The school began receiving hundreds of applications for each open spot. Of the first graduating class of 90 boys, one became chancellor of Bowen University, the largest Baptist institution of higher education in Africa.
The school was built as a place of unity, serving various tribes. Cowley said that, at first, the staff was wary that some of the boys would be coming from tribes that didn’t get along. Regardless, he never saw a fight.
“On campus, we had this sign that displayed the words of Psalm 133:1,” Cowley said. “It was right in the center of everything, so everyone had to walk past it multiple times throughout the day.” It read: “Behold how good and pleasant it is when brothers live together in unity.”
Speaking Through Holidays
Having grown up in the United States, Bill in Kentucky and Audrey moving all over with her father in the service, their holiday traditions changed greatly from the simple Easter Egg hunt to the celebrations in Africa.
“Because many of the people in Nigeria are Muslim,” Bill said. “We celebrated all of the large Muslim holidays as well as the Christian ones.”
The big Christian holidays such as Christmas and Easter were opportunities to do special things for students and the community while spreading the word.
The Cowleys felt fortunate to celebrate holidays that were stripped of commercial additions such as the Easter bunny and Santa Claus.
“They were more likely to put on nice clothes and go to church and have a big meal afterwards,” Bill said. “Over here, if Christmas were to fall on a Sunday, some families may decide to skip church that day because there is too much going on. In Nigeria, they would never do that. That would be the last thing they would do.”

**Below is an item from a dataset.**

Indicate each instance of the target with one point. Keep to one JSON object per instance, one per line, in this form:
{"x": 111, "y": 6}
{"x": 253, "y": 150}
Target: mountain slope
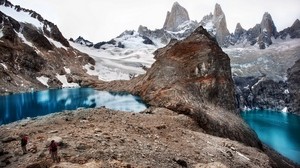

The Cowleys’ daughters had a taste of an Americana Easter though, attending a school in Jos that was mostly built for American ex-patriate children.
“They did a really big Palm Sunday procession where all of the students carried large palm fronds,” Bill said. Audrey recalled an egg hunt or two as well.
Homecoming
The Cowleys returned to the United States in 1976 to take their second daughter to college at Samford University, where their eldest daughter would soon graduate.

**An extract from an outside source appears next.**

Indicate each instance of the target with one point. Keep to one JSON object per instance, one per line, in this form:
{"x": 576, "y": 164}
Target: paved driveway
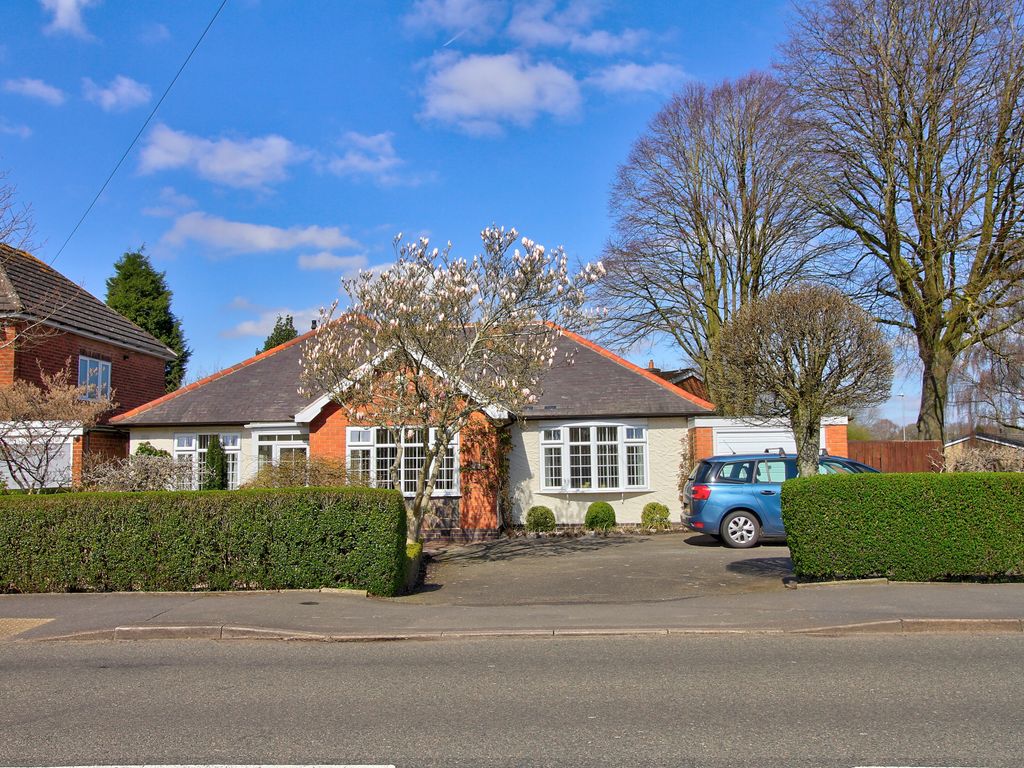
{"x": 616, "y": 568}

“We were homesick,” Audrey said. “We didn’t really intend to stay.”
Soon after they arrived in Birmingham, they began working with the Woman’s Missionary Union and saw an opportunity to help provide a good education not just to children in Africa, but to children all over the world.
Bill also accepted a position as a professor of speech and religion at Samford University, which he held from 1977 until 1993.
Though they had not intended to remain state-side, Audrey said they felt a call to stay in Birmingham, just as they had felt a call in 1955 to work as missionaries.
Looking back on their life in Africa, they said they consider it their real home.
“It was a quieter type of life,” Bill said. “There was more time to do things with your family and it was a good place to bring up our children. The people were warm and friendly and responded well to everything we did with the school.”
Though they are retired from missionary work, the legacy of that work lives on. The Cowleys are key interviewees in the documentary “The Disturbances,” which was made by Parham and released last year. Parham, who died last month, lived for a while as a child in Jos, his parents working as missionaries alongside the Cowleys.
Parham made it his mission to showcase the work of his parents, the Cowleys and many others during the 1966 genocide. Bill recalled Parham saying he didn’t remember much about the genocide, being about 12 years old at the time.
“He was curious about it. I remember he was always curious as a child,” Audrey said.